So, linear regression isn't actually all that simple. When I say it's "a moron's machine learning" I more mean that it's very frequently used by people and companies who are pretending that a much more complex type of machine learning is happening.
I actually learned about linear regression from this context as a joke made by colleagues of mine making fun of a dubious "artificial intelligence" solution in the cyber security industry. I decided to do a bit of a dive into linear regression to see how simple it actually was and whether or not it was something that I could learn easily enough.
After all, if I can learn it, it can't be that complicated...
This is another installation of my series on learning mathematics and machine learning. You can view the last article in the series here.
Before we get into it, this blog is based on a tutorial by NeuralNine on YouTube, who did a great breakdown of the mathematical theory of linear regression before writing the code that I will use for the rest of this article. Seriously, go check out his video, it rocks.
What are the goals of linear regression?
In the picture above, you'll see a fairly simple scatter plot for some random data. You'll intuitively notice that the graph trends upwards, meaning that on average the y-value of each data point is trending upward. We can generally think about this average as a line passing through all of the data points, as shown below.
Now, if we wanted to use this line for predictions or to describe the data, we would want something a bit better than a line just randomly drawn through the data. We also might want a way to reliably generate that line with any given dataset. In general, how would we construct that line most usefully?
Well, we would want to draw the line in such a way that its distance to as many points as possible is minimized as much as possible. There will obviously be outliers in our data where the distance between that outlier point and our line is relatively large, but in general we want each point y on the line at x to be as close to the actual data point y_actual at x as possible. We can call this minimizing error.
Now, there is a fairly simple formula for calculating the error between a given point on a line and corresponding data at that point.
A crash course in partial derivatives
First off, why do we care about the derivative of our mean squared error algorithm?
Well, our mean squared error function will calculate the average error with a given m and b value. If we were to try to calculate the mean squared error across a range of m and b values, the plot of the values of E, or our mean squared errors, would look like this as m or b increase. It would be a parabola starting at a large number at the lower end of our p and b values approaching zero and then increasing from zero to a much larger number at the other end of our p and b values. What we are interested in is the space where E is as close to zero as possible.

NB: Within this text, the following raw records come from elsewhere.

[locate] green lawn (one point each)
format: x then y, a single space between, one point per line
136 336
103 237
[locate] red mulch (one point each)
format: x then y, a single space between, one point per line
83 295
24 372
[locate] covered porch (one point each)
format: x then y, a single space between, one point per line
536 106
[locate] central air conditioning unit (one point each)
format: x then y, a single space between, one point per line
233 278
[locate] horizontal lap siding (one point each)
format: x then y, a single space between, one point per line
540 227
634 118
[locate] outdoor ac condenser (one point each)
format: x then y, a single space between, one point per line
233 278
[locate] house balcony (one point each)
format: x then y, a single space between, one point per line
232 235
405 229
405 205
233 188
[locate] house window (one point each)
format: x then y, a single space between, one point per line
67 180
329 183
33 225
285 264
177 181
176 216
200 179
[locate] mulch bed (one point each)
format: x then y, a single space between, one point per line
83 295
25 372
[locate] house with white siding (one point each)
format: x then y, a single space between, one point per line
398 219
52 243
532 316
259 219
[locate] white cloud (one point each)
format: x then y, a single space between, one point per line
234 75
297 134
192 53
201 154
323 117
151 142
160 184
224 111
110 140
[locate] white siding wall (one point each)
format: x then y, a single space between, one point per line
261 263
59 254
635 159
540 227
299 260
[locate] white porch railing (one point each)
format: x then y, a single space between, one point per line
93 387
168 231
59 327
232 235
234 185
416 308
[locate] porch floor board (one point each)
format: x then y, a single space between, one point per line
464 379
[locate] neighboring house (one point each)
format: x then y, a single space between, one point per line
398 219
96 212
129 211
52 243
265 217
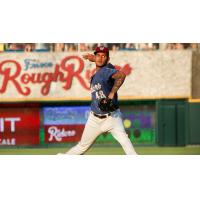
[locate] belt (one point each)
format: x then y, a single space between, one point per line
101 116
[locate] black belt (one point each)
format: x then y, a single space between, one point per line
101 116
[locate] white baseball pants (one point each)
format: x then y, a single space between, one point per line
96 126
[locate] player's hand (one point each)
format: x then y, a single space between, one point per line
106 104
89 57
111 95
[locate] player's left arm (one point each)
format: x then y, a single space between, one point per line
119 78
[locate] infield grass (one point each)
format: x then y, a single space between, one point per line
108 150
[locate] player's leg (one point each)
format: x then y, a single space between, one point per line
120 135
90 133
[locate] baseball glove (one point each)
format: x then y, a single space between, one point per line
106 105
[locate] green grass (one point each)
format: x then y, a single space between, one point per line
107 150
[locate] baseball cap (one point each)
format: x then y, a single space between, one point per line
101 49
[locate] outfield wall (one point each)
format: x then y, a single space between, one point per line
66 76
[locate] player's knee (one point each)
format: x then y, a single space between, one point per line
83 147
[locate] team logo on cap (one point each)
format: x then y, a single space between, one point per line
101 48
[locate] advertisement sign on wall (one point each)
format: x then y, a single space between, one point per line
64 124
19 126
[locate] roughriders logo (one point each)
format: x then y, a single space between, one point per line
58 134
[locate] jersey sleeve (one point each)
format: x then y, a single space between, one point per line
108 72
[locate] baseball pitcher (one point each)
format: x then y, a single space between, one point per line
105 115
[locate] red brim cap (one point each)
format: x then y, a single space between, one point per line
101 49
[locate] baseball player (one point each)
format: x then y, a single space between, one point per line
105 115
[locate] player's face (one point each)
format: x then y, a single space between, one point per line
101 59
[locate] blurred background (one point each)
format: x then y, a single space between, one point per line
45 97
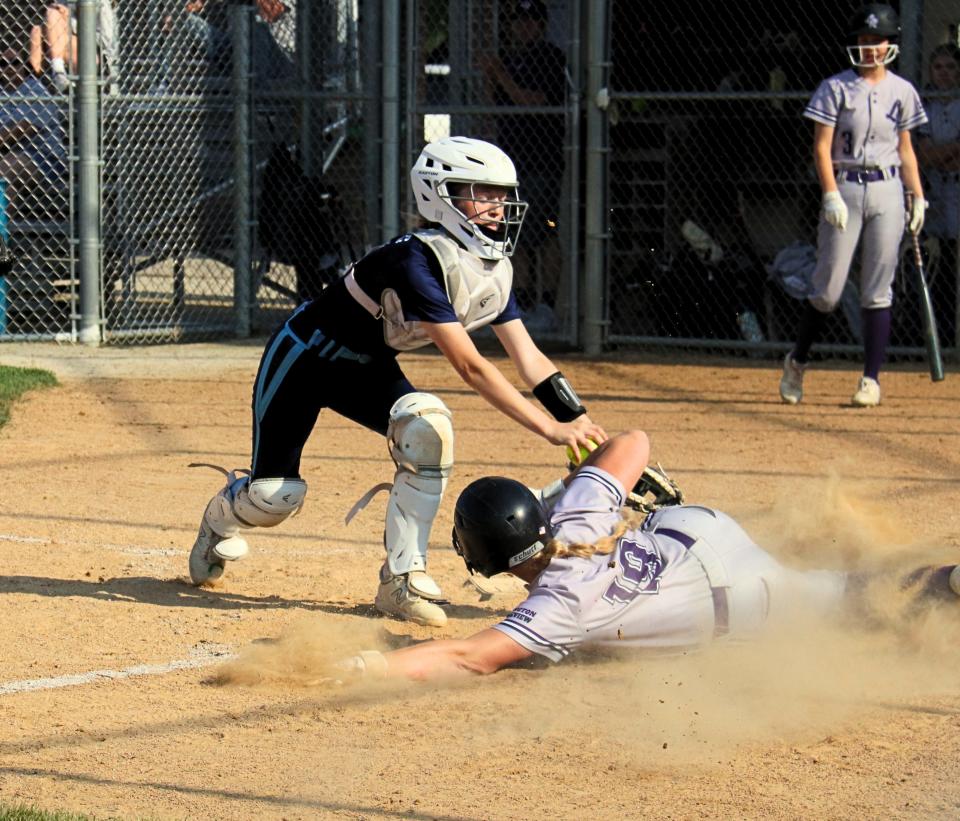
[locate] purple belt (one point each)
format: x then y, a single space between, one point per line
721 605
867 174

The derivative of a given function gives the value of its slope at any given point. What we are looking for is a place where the slope is zero, which would be the bottom of the curve where the mean squared error is zero.
The process of calculating a derivative of a single-variable function, something like y=7x+12, is fairly straightforward... The problem that we have in our use case here is that we have multiple variables, m and b. We will calculate partial derivatives of the function with respect to m and b separately, and use those functions to find our idea m and b values in the process described below.
The mathematics of linear regression
Alright, now let's talk even more math.
So now things have gotten a bit more complicated. We now have two separate equations to optimize on: the derivative of our mean squared error function with respect to m and the derivative of our mean squared error function with respect to b. We want to optimize on both to find the m and b pair that create the lowest, or at least an incredibly low, mean squared error with our input data.
Let's go back to our visualization of the mean squared error parabola.
We can go ahead and remove half of the parabola: after the slope of the tangent line starts to increase, we aren't interested in the m or b values anymore. We're only interested in the "left" half of the parabola, or the part that represents m and b increasing up until the point that the tangent line's slope is zero.
What linear regression seeks to do is slowly increase the value of m and b from some random starting point by a variable rate known as the learning rate.